Countering backlash: Reclaiming gender justice
Think tank: Institute of Development Studies
Author(s): Various authors
March 18, 2026
This report from UK think tank the Institute of Development Studies conceptualises gender backlash as a multidimensional attack on gender equality.
This report distils six years of collaborative research (from late 2019 to early 2026) from the IDS-led Countering Backlash programme, by IDS itself and 11 partners across seven countries on how contemporary gender backlash operates, and how feminist, queer, and other social movements are resisting it. It argues that current backlash is not simply anti-feminist business as usual but a qualitatively different, globally proliferating mode of patriarchal crisis management, emerging amid intersecting crises, authoritarianism, and deepening inequalities.
The report conceptualises gender backlash as a multidimensional attack on gender equality, its institutions, and those advancing gender justice, driven by overlapping reactive, pre‑emptive, proactive, and opportunistic actors including religious fundamentalists, ethnonationalist projects, conservative civil society, digital manosphere communities, and authoritarian‑leaning states.

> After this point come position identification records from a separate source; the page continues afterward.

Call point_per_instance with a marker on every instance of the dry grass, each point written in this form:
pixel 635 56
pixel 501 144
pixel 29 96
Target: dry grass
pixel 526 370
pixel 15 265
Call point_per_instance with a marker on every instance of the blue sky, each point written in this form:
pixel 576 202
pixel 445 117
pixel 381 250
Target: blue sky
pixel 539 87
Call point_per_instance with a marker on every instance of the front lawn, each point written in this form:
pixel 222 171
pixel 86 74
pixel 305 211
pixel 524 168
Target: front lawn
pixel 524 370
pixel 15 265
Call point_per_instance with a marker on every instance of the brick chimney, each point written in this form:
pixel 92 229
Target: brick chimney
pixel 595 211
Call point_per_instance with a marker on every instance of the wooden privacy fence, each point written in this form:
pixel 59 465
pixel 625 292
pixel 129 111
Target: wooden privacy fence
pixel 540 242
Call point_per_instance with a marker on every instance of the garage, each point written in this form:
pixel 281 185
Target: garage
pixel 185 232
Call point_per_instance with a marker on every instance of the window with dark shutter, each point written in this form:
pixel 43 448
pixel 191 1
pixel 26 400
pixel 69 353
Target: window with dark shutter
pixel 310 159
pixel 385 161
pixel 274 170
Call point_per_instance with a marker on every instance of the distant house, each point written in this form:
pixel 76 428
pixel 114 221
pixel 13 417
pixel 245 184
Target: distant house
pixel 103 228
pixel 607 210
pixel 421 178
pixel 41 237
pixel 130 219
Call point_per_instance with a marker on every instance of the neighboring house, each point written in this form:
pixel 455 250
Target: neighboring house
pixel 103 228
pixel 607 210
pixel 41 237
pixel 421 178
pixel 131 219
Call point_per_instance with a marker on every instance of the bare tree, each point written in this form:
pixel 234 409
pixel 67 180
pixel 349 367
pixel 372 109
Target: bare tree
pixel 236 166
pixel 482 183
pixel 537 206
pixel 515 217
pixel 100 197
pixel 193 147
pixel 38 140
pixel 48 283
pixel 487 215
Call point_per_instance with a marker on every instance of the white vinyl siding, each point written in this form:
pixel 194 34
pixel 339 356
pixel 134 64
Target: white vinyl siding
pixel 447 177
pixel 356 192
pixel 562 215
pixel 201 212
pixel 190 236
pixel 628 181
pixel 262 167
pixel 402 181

These actors operate through transnational networks and digital platforms, mobilising affect (fear, resentment, nostalgia) and targeting symbolic sites of bodies, families, and nations to re-naturalise heteronormative, patriarchal, and majoritarian orders. Backlash is theorised as both episodic and continuous: a recurring mechanism that updates inequitable systems under pressure, rather than a temporary reversal of linear progress.